A Santa Fe judge said that the deaths of Gene and Betsy Hackman linked to the recordings could be released to the public – but in a mixed decision rendered on Monday afternoon, they stipulated that the images of the bodies in partially decomposition of the very private couple will not be released.
Throughout Monday, judge Matthew Wilson heard arguments in the first court of judicial district of Santa Fe of lawyers representing the family domain Hackman, which had asked that images and documents related to the two deaths in February, which are traditionally part of the public file, be deprived. Advice represented councils representing the County of Santa Fe, which pleaded in matters of state law and ensuring transparency and responsibility of the government.
“There will be no representation of one or the other body in a video production,” said Judge Wilson in his decision, which allows the release of a camera video for the External Police Corps and other documents. No photo or other explicit images of autopsy reports will not be made public either.

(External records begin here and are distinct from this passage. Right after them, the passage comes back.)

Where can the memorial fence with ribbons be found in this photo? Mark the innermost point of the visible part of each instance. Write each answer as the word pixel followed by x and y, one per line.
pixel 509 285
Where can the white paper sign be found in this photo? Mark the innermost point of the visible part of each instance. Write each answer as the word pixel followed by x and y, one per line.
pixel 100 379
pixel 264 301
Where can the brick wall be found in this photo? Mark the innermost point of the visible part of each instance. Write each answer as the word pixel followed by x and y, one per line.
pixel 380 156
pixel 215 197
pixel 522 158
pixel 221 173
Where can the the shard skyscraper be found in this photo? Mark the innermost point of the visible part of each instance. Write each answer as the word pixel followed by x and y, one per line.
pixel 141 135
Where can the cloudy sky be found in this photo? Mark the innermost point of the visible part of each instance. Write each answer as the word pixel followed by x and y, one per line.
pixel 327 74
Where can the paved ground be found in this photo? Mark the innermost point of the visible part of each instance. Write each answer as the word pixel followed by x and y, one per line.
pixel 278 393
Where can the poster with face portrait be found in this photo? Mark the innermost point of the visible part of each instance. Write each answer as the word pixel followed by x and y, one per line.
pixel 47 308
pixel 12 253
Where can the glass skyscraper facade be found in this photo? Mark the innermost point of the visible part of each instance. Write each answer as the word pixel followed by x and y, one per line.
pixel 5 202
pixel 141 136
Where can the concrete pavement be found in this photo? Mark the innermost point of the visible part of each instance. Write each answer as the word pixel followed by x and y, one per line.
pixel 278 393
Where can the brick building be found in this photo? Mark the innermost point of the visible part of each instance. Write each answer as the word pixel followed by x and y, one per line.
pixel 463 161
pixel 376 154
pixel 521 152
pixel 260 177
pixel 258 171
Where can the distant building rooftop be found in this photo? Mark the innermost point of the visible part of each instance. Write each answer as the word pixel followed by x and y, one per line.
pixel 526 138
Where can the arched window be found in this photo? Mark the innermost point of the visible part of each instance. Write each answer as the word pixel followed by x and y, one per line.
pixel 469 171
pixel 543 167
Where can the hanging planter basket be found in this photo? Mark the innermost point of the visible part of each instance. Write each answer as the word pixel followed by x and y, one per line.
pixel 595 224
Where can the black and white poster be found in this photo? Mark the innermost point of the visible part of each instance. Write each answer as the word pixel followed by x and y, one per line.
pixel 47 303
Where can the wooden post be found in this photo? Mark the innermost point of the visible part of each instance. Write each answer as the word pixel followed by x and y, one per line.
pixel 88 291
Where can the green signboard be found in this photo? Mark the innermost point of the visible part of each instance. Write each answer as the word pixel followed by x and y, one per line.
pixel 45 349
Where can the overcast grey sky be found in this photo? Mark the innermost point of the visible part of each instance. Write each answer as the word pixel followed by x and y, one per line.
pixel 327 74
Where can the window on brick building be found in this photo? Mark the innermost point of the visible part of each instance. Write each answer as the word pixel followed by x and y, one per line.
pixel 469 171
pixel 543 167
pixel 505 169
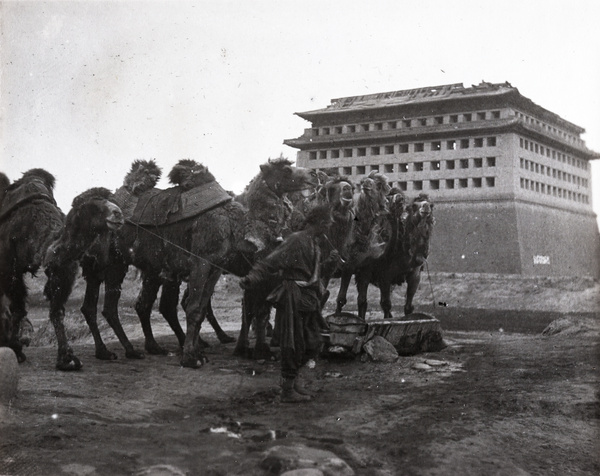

In March, the police and the medical examiner revealed elements of autopsy reports on the emblematic actor and his 30 -year -old wife. The bodies of the two were found on February 26 in separate rooms from their house during a wellness control; None of the two showed signs of external trauma, the police said, but Hackman’s cardiac stimulator had sent his last record on February 17, suggesting that he had died for at least a week before his body was discovered in a mud room off the couple’s kitchen.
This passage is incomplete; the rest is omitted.